In January 2020 I posted about finishing a painfully long route at the climbing gym, graded 5.10a; the next month I finished an equally long 5.10b. The month after that, the world shut down, and I haven't climbed consistently since then.
In the interim, the climbing gym personnel completely changed over: new manager, new route-setters. Somewhere in there they decided collectively that their old grades had been too soft, so a route that used to get a 5.8 rating would now be a 5.7 or perhaps a 5.6. A 5.6 rating is supposed to mean it's beginner-friendly, but it got a lot harder to find easy routes.
Also in the interim, I started lifting weights and added a fair amount of bulk to my frame. (Seriously, you guys: I tried on Marie's blazer after she said, "But my shoulders are much bigger than yours," and I couldn't move my arms AT ALL. I needed, like, a sausage-stuffing machine to pour myself into those sleeves. Her shoulders are not actually bigger than mine, even though she is 8 inches taller than I am.) The muscle is an advantage, but at the same time it's harder to move a heavier body up the wall. This is a tension Joe has often talked about: wanting to build muscle for lifting, wanting to stay light for climbing.
The result of all this was that my sense of what I could and couldn't do at the climbing gym came unmoored. Was I struggling on a route labeled 5.7 because it corresponded to a 2019 5.9 route? Or because it was set by a new employee with no clue what it's like to be a middle-aged climber with a 66-inch wingspan? Or because [self-critical thoughts redacted here, though they remain very loud in my brain] and I should just give up?
In January 2023 I decided to buy an annual membership, and I've been climbing every week with Pete. I would put the humbling:pleasant ratio at about 65:35, because he keeps nudging me to do hard things. But I think I am beginning to see some progress.
We have been doing more bouldering than we used to, climbing shorter routes with no ropes. I do not love the idea of jumping down from holds 15 feet in the air, even though there are mats on the floor, so part of the issue for me is mental. Also, though, the boulder problems are hard.
Before the pandemic I could often but not always climb V2 boulders (I don't know why they have two different systems for rating difficulty) and I was just starting to do V3s. But when I started climbing again this year, the V2s felt entirely out of reach.
Pete has been super-patient with me, giving me both encouragement and beta (climber-speak for step-by-step explanations of how to get from Point A to Point B). He can propel his body across the wall with a combination of control and grace that seems impossible for this 52-year-old body to imitate. "Put your left foot there," he told me today. "My LEFT foot?" I asked him skeptically. "Your left foot," he said again, with more patience than I deserve. And do you know, after a few false starts I sent my first post-COVID V2 route.

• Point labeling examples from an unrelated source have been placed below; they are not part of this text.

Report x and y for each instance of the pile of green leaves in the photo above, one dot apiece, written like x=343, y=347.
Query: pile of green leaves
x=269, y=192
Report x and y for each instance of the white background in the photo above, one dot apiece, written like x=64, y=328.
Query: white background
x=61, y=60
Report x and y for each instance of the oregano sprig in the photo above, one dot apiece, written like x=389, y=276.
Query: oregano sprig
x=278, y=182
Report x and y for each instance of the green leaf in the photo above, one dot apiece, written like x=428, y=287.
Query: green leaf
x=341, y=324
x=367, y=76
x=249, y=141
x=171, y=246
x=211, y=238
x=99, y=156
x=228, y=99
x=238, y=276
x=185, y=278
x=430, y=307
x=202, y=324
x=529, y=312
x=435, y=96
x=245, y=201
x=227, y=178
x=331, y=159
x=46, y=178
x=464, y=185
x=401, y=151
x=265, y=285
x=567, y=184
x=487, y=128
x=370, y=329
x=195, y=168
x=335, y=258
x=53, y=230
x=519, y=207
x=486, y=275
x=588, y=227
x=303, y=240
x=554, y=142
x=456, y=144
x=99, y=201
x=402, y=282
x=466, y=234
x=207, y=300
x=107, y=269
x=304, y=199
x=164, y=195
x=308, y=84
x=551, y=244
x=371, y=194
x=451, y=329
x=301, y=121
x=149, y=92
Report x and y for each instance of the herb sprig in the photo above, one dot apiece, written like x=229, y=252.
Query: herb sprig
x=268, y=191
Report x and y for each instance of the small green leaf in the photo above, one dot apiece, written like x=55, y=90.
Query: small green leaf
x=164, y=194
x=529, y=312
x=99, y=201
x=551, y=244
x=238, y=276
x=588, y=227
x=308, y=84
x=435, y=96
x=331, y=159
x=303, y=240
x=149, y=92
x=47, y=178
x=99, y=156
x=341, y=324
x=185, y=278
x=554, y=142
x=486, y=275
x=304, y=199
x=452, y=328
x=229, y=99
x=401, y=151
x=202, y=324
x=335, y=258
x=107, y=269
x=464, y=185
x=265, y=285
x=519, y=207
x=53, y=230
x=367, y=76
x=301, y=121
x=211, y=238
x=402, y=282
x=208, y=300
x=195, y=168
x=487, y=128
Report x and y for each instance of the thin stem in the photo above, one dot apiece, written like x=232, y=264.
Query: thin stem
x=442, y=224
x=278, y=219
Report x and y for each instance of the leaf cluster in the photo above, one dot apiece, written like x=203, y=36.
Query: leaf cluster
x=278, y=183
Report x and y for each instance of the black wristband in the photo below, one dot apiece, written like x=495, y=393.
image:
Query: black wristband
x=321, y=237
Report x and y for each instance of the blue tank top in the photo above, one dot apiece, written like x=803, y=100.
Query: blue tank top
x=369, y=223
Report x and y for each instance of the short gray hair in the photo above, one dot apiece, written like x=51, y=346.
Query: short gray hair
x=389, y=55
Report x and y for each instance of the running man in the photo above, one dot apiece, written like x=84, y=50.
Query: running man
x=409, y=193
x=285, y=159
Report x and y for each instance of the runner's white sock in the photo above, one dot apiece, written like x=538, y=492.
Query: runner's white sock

"Now try the green one," he urged me. The green one felt ridiculous two weeks ago. Imagine putting one foot on a surface that's at hip height, and then standing up on that foot with minimal upper-body support. Like, say you have a light switch you can hold with one hand, but mostly you have to push with your bent leg without losing your balance. Hard, right? Pete and I have this recurring conversation at the climbing gym: he says, "now stand up on your foot," and I say, "I can't," because my legs don't really work like that here in my sixth decade. (There's a similar maneuver in this video (0:57-1:01), but I have two solid handholds there.)
"Hm," he said, looking again at the route. "You could also put get both hands on the next hold and pull up instead of pushing up." This is not a move that 2020 Jamie could have managed, because she did not have the upper-body strength for it, but it worked well for 2023 Jamie. And it felt really satisfying to finish a second tough boulder problem in one session after weeks of frustration.
Hm, now that I have written all this out I am thinking it is unlikely to be as interesting to anyone else as it is to me. But I want to remember the sensation of pulling myself up to that fat green hold: effortful but doable. I spent a lot of the session thinking tailspinny thoughts. I told myself I was too tired, inadequately fueled. I was a little shaky when I tackled the green route for the last time, and the voice in my head said, "What if you FALL and HIT YOUR HEAD?"
The voice in my head is not very likely to say "what if you finish the route and feel really pleased with yourself?" But that's what actually happened.